Let me explain why we are abolishing some of the reliefs. A number of the reliefs being abolished are now obsolete. For example, a number relate to stamp duty, a tax replaced by stamp duty land tax in 2003. There is no evidence of recent or planned use of the reliefs associated with harbour authorities. The value of the relief for luncheon vouchers is now worth so little that the relief serves little purpose any more. As hon. Members will see, there is little justification to maintain those reliefs.
I will say a little about why we are not abolishing all the reliefs identified. The Government listened to the views of consultation respondents. Where a strong case was made to retain particular reliefs, that was done, although that was restricted to instances in which evidence submitted represented new information that significantly reduced the rationale for abolition. That means that four reliefs will now not be abolished and a further three will be only partially repealed, on the basis that certain rights need to be preserved for legal reasons.

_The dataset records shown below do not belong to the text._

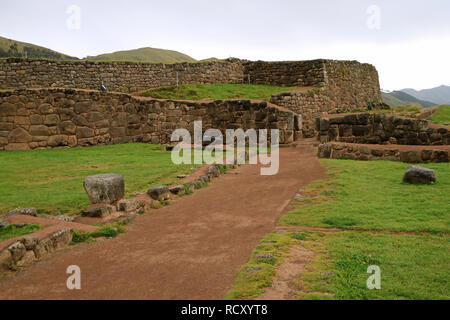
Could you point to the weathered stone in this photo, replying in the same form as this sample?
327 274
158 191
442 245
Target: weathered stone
29 242
51 120
44 247
128 205
4 223
159 192
39 130
259 256
62 238
213 171
98 212
7 109
411 156
67 127
82 107
19 135
25 211
178 190
104 188
6 260
45 108
17 250
59 140
419 175
84 132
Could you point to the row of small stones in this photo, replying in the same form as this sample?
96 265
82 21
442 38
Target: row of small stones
159 195
30 249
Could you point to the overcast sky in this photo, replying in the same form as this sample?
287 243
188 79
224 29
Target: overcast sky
407 41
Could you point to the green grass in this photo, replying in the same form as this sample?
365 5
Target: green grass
364 196
215 92
371 196
152 55
441 115
11 231
51 180
109 231
412 267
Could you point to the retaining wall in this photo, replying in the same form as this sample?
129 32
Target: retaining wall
337 150
117 76
379 128
46 118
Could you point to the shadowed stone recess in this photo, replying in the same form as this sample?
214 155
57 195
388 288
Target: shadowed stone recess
104 188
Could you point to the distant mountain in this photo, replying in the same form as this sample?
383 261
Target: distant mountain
18 49
144 55
400 98
438 95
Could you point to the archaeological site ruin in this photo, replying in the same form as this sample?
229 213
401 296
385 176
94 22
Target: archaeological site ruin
46 104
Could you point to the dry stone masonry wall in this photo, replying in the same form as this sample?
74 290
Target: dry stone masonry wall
116 76
328 86
345 86
46 118
379 128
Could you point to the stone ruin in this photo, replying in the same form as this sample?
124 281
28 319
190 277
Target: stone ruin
46 104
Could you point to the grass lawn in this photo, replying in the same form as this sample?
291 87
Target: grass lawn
412 266
215 92
11 231
51 180
363 196
441 115
370 195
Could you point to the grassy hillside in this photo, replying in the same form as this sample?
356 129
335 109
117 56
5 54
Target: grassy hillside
442 115
391 100
215 92
400 98
438 95
13 48
144 55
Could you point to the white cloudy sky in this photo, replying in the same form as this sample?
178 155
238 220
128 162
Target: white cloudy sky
410 48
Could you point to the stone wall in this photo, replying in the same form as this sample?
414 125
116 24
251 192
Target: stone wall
379 128
45 118
379 152
117 76
346 86
285 73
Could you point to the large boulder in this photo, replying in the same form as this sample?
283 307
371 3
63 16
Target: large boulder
104 188
159 192
25 211
419 175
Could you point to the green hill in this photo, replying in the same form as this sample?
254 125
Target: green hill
144 55
18 49
399 98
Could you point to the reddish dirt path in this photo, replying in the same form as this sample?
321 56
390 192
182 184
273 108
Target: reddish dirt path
191 249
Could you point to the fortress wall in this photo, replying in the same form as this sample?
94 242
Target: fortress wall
117 76
352 85
379 128
285 73
348 86
47 118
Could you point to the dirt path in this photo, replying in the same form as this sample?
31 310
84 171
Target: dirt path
191 249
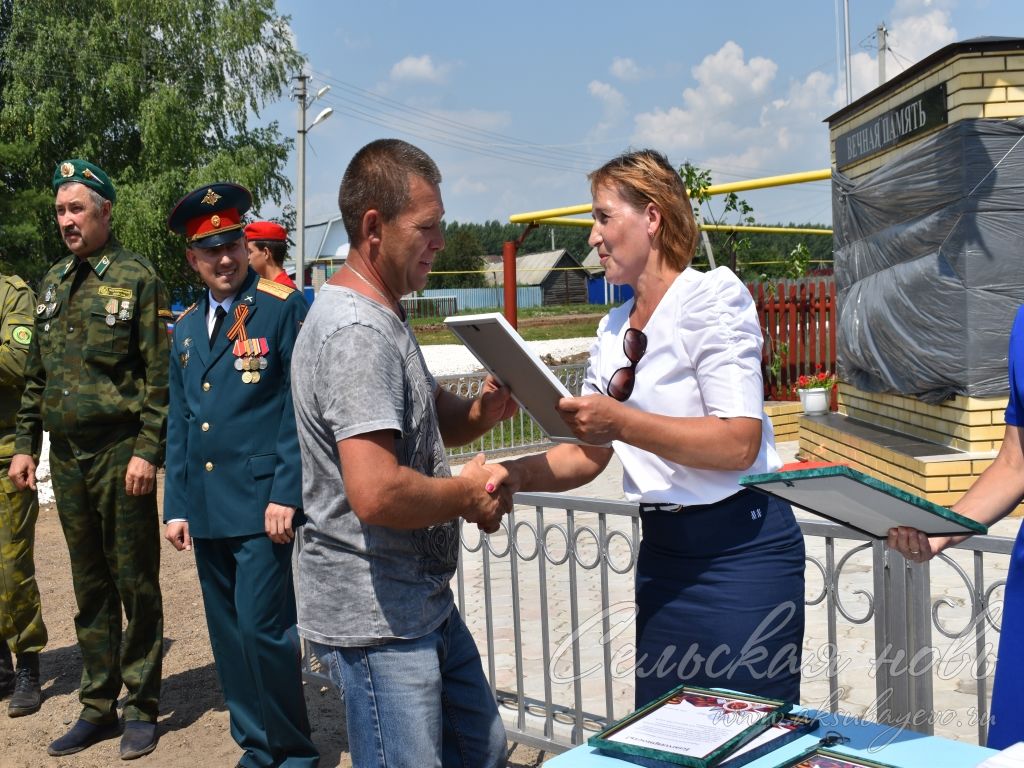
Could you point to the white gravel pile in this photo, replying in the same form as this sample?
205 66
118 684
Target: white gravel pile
451 359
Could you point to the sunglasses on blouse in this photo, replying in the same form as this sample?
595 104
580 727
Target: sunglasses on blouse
621 383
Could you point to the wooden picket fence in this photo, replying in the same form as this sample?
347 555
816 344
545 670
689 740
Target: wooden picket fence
798 318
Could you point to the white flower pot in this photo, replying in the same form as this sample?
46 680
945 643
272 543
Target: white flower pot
814 400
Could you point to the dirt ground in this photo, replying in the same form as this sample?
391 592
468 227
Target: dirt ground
193 720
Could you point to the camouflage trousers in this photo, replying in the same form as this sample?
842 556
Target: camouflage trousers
20 611
114 541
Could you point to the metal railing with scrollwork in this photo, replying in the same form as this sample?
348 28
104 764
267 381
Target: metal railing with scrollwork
550 599
515 434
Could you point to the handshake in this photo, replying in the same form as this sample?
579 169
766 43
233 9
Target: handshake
489 488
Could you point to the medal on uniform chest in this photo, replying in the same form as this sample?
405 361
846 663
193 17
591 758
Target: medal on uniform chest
111 307
248 352
250 357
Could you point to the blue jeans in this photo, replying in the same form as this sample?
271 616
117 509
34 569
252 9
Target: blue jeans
422 702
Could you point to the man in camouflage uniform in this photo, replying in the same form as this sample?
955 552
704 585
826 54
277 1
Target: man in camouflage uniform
96 381
22 628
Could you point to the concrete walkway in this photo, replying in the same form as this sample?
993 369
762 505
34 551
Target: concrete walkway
546 657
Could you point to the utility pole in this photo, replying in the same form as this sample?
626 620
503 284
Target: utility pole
846 28
299 94
883 47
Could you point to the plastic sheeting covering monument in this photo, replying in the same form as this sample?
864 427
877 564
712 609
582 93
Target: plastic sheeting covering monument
930 264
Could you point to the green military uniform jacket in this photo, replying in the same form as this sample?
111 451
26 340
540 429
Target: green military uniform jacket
98 356
16 306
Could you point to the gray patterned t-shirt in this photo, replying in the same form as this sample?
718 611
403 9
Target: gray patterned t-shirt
357 369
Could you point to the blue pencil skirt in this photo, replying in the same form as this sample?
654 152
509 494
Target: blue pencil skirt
1007 725
720 598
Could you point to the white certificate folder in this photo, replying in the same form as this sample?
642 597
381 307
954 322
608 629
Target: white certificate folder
506 356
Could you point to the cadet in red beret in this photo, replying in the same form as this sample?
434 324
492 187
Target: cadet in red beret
267 249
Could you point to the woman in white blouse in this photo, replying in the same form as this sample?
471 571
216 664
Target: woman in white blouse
674 385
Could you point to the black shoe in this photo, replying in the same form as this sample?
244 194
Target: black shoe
82 735
139 738
6 672
27 696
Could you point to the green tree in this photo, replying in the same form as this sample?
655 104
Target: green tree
160 93
731 247
462 255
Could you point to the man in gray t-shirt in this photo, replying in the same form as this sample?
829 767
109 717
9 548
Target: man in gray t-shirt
383 511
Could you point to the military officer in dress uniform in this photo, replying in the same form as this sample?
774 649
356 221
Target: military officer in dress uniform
233 485
96 381
267 245
22 628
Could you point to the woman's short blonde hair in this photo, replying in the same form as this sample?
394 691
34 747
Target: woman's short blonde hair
645 176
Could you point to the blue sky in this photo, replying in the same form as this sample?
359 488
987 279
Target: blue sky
517 101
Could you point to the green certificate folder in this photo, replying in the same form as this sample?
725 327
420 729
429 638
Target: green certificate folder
689 726
822 758
860 502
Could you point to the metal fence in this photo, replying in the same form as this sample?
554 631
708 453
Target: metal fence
550 600
488 298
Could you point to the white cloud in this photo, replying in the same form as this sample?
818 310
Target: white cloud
466 185
613 110
729 91
420 69
626 69
740 122
612 100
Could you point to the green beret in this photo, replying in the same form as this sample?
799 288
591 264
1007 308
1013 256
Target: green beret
83 172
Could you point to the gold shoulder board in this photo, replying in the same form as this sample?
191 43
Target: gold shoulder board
274 289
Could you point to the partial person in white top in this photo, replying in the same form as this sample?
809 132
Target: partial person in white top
674 388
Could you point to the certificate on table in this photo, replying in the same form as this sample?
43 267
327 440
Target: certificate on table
690 726
861 502
790 728
822 758
506 356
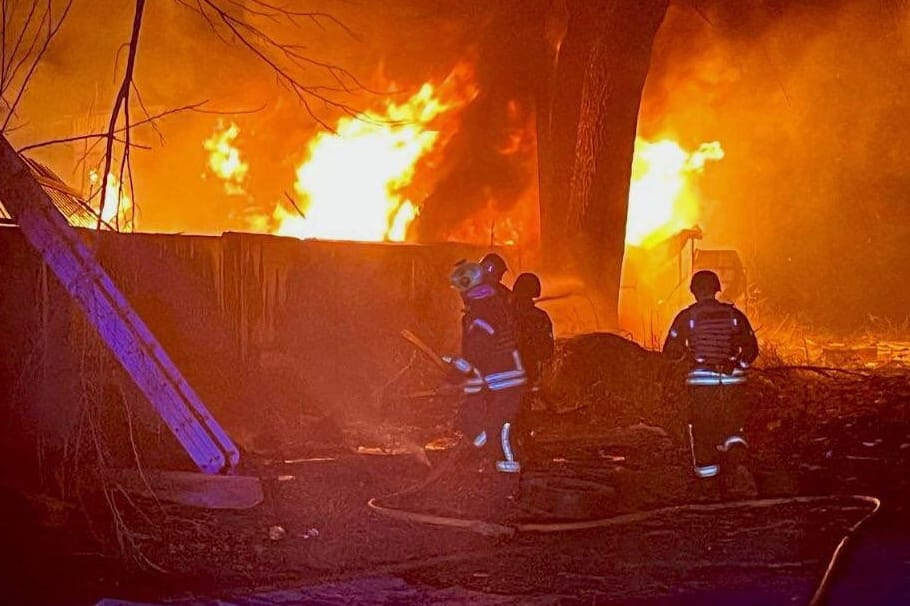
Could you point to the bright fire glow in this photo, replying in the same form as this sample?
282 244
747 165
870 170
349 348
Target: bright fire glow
661 197
117 203
353 183
224 158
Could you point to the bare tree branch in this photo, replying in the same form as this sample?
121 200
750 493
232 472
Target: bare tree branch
51 33
279 56
121 102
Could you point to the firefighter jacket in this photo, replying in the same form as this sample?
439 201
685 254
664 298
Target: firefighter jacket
488 344
716 339
534 336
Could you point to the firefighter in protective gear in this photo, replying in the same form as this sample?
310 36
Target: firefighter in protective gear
718 344
491 367
494 267
534 326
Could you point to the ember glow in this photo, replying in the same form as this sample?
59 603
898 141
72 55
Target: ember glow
117 203
662 200
354 183
224 158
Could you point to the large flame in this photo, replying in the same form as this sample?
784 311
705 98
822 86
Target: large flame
224 158
353 184
661 197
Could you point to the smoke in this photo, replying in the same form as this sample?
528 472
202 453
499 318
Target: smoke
181 60
808 102
489 168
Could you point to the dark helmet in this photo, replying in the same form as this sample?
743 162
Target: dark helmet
466 275
527 286
704 283
494 266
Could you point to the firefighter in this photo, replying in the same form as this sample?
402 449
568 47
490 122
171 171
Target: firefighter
718 344
492 372
534 331
495 267
534 327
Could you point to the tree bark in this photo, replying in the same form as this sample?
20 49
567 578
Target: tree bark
588 136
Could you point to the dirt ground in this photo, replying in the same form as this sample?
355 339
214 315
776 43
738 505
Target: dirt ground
612 450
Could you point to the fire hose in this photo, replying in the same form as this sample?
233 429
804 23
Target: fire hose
493 529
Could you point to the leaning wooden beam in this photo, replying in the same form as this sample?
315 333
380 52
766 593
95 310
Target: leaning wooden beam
120 327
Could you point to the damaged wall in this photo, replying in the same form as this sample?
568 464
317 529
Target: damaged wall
267 330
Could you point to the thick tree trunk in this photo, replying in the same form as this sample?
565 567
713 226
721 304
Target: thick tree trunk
588 137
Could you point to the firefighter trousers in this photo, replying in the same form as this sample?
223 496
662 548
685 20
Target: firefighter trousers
488 419
716 418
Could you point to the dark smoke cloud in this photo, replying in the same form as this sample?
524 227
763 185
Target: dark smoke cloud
477 172
808 101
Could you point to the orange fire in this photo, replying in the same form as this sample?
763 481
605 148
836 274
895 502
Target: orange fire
224 158
662 200
354 183
117 203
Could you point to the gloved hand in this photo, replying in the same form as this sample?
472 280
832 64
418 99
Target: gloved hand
460 364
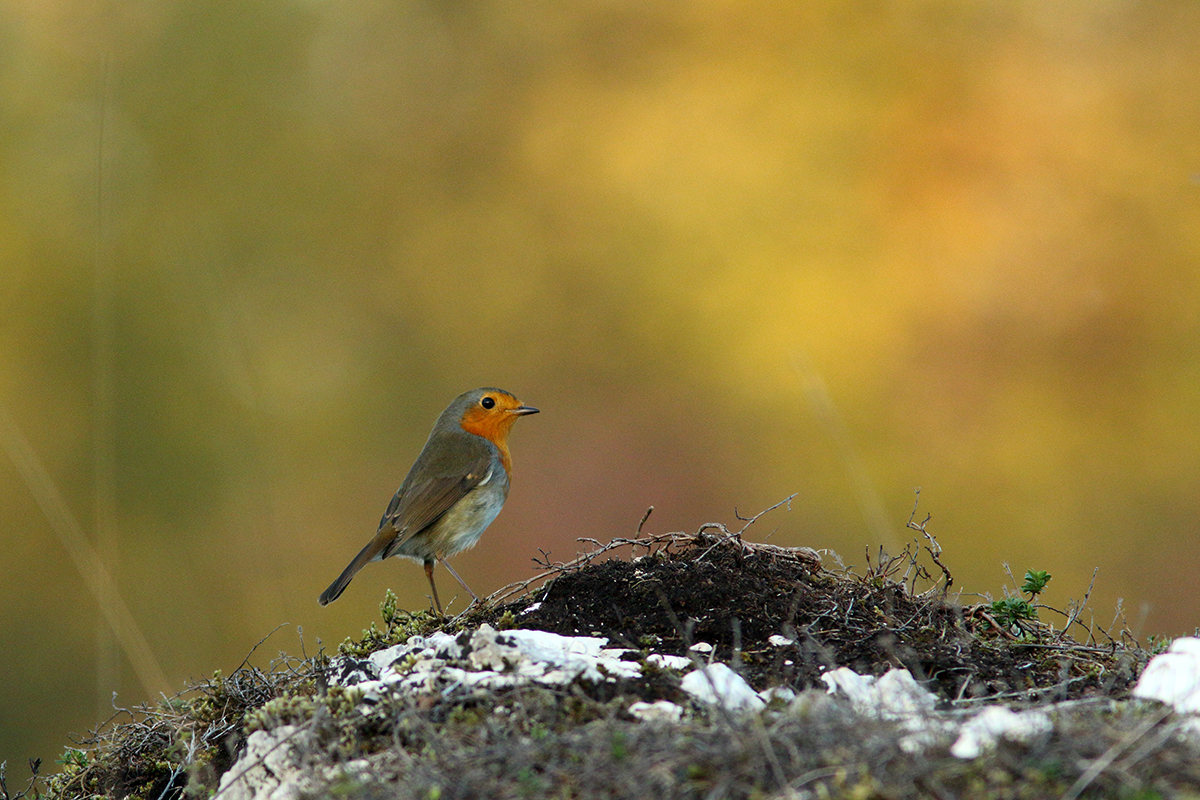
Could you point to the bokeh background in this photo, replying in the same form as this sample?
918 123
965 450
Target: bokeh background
733 250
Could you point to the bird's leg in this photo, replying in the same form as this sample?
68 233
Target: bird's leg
462 583
429 573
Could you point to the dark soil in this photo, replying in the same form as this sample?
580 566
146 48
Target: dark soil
735 596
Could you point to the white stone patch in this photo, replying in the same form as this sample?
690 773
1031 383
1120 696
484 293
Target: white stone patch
487 659
893 696
984 729
1174 677
269 767
717 684
669 662
657 711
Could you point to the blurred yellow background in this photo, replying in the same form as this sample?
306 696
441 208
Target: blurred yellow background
249 252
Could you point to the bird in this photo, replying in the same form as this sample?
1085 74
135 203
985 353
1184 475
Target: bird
453 492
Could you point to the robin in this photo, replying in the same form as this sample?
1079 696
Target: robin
453 492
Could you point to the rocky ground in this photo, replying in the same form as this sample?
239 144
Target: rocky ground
683 666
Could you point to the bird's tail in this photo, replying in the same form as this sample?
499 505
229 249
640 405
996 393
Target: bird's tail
366 554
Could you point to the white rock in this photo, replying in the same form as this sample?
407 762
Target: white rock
269 767
719 684
785 693
893 696
669 662
984 729
1174 677
657 711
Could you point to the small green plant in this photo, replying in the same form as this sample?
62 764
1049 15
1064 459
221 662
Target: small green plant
1012 612
388 609
73 758
1035 583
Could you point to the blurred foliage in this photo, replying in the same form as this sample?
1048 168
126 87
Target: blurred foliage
732 250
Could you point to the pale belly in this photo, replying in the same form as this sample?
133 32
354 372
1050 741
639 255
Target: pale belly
456 530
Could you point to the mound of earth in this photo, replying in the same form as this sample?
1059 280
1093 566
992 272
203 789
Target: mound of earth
736 596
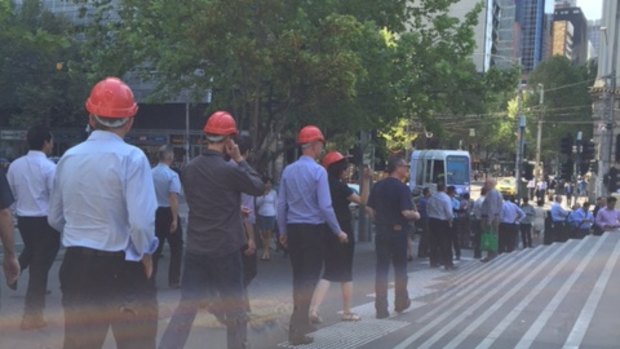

I will touch on some of the difficult decisions, for example, abolishing excise duty relief for Angostura bitters. That historical relief was introduced when Trinidad and Tobago was classed as a developing country. Abolition of that relief will also maintain fairness amongst all producers of bitters, as the current relief benefits one company. I am grateful to the hon. Member for Gateshead for informing the Committee about Angostura bitters. Never let it be said by any hon. Member that they do not learn something while serving on a Finance Bill Committee.
I will briefly touch on the subject of black beer. It is generally of a high alcoholic strength, around 8.5% proof, so in our view it can no longer be considered a health product, which was the justification for a lower rate, despite the arguments that might be made on that.
As far as mineral royalties are concerned, the relief is redundant, and abolition would not discourage landowners from making land available for mineral extraction. I hope that does not disappoint my hon. Friend the Member for Amber Valley. However, we have agreed to preserve capital loss reliefs in respect of mineral leases or agreements entered into before the repeal.
The rates of income and corporation tax are considerably lower than they were in the 1970s. Consequently, the main rationale for introduction of that relief no longer exists.
With those remarks, I hope I can conclude on this point. The Government are committed to simplifying the tax system and the OTS has a major role in helping us meet that commitment. The repeal of these reliefs represents a further step in the work of the OTS and the Government to reduce the complexity of the British tax code. I hope that the clause and schedule will stand part of the Bill.